ーーーーレオンとの婚約式は、レオンの派閥に勢いを持たせるためだけのもの……
「まさか、何か、問題が発生したとか?」
今さら、エステリア国の反対が起きたのではないかとアンジェリアは不安になる。ガーランド王国の使者はあと少しで到着するのだ。どんな火種も避けておきたい。
「違うんだ! あの……」
いつも以上に歯切れの悪いレオンにマリアナの表情がだんだん死んでいく。使者の出迎えにあたって、無駄な時間は使いたくないと、マリアナの顔が訴えている。
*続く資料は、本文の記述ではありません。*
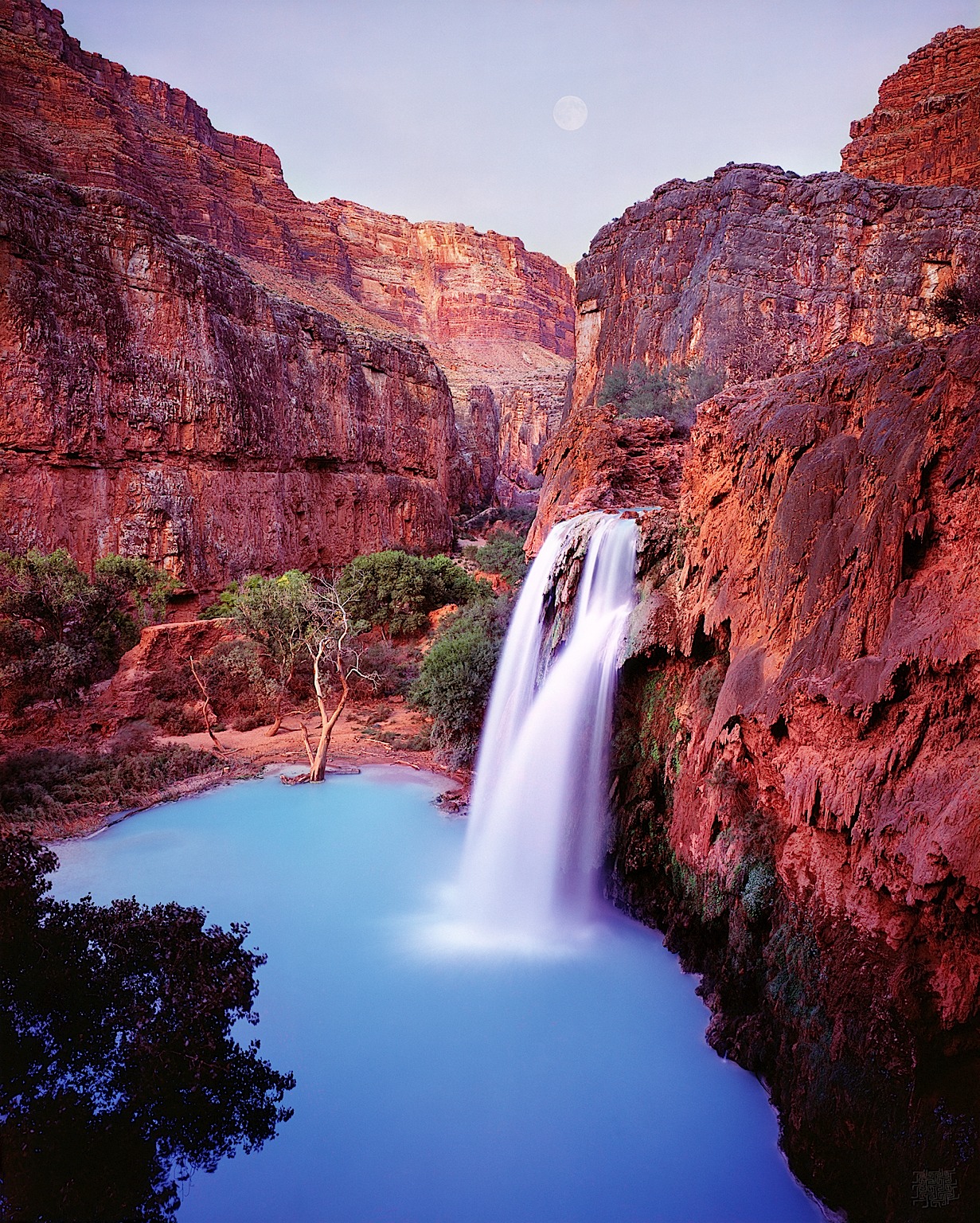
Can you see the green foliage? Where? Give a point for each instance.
(759, 889)
(394, 668)
(275, 613)
(150, 588)
(503, 553)
(457, 674)
(48, 785)
(225, 606)
(396, 591)
(120, 1074)
(61, 631)
(243, 695)
(674, 392)
(957, 305)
「大丈夫、ガーランド王国も婚約式には反対していないわ。それに、形式的なものでしょう? 何も心配などーー」
「違うんだ! だから!! ーーっ! 僕は、アンジェとの婚約が心から、嬉しくて。その、あの!! 僕は、アンジェが好きなんだ!」
ーーーーへ? 何を言い出すんだ、この王子は……
アンジェリアは呆気にとられて、真っ赤に染まったレオンの顔を眺めた。レオンは首まで真っ赤にして、涙目でアンジェリアを見つめている。
「ーー、ありがとう、ございます??」
「なぜ、疑問系、なんだ……」
とりあえず、何か返事をしなければと、アンジェリアがお礼を述べると、レオンはガックリと肩を落とした。
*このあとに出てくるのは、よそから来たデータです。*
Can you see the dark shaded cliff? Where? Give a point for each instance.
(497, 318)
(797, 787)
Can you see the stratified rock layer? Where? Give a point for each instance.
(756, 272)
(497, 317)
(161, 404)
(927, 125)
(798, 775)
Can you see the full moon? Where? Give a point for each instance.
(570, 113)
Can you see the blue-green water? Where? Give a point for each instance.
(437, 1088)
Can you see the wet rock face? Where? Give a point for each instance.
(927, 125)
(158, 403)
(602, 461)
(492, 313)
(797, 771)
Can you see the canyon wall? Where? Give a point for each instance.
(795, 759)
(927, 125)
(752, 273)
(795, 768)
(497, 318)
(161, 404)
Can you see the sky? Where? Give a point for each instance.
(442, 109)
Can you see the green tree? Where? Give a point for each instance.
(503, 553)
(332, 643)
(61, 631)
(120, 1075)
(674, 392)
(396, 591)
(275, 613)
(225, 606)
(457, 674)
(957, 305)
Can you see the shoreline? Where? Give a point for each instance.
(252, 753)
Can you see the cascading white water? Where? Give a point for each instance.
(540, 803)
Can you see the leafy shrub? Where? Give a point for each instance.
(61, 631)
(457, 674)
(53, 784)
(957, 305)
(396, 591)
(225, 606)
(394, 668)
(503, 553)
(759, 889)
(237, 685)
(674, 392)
「僕は、アンジェとの婚約をずっと続けていきたい。アンジェを守っていきたいんだーーだから、あぁ、もう!! アンジェさえ良ければ、婚約の、その先の、僕との婚姻も、考えてほしいってこと!!」
ーーーー?!
幼馴染みのような、友人のようなレオンの告白にアンジェリアは、驚いて目をパチパチさせた。マリアナも驚いてレオンを凝視している。
「ーーつまりは、レオンは、私が、好きなの?」
「そう言っている!!」
ーーーーわぁ!!
間抜けなアンジェリアの質問にレオンは顔を赤く染めて断言した。
「ーーガーランド王国から使者が来て、僕たちの婚約式、兄上の婚約式、それから兄上の立太子の儀……。これから、どんな事が起きるかわからない。だから、僕の気持ちを、アンジェに知ってほしかった」
「ーーーー」
「すぐに、どうのこうのって言う事じゃない。アンジェには、一生、一緒にいてほしいって僕は考えている。ただそれだけ、知っていて欲しくて」
「でも!」
「今すぐ、答えは出さないで。コーション国の未来が見えてきてから、答えを教えてほしいんだ」
いつも以上に饒舌に切り替わったレオンに対して、アンジェリアは返す言葉が見つからなかった。今すぐ答えをしなくても良いと重ねて言うレオンにアンジェリアが頷くと、レオンは顔を赤くしながらも、満足げに部屋を後にした。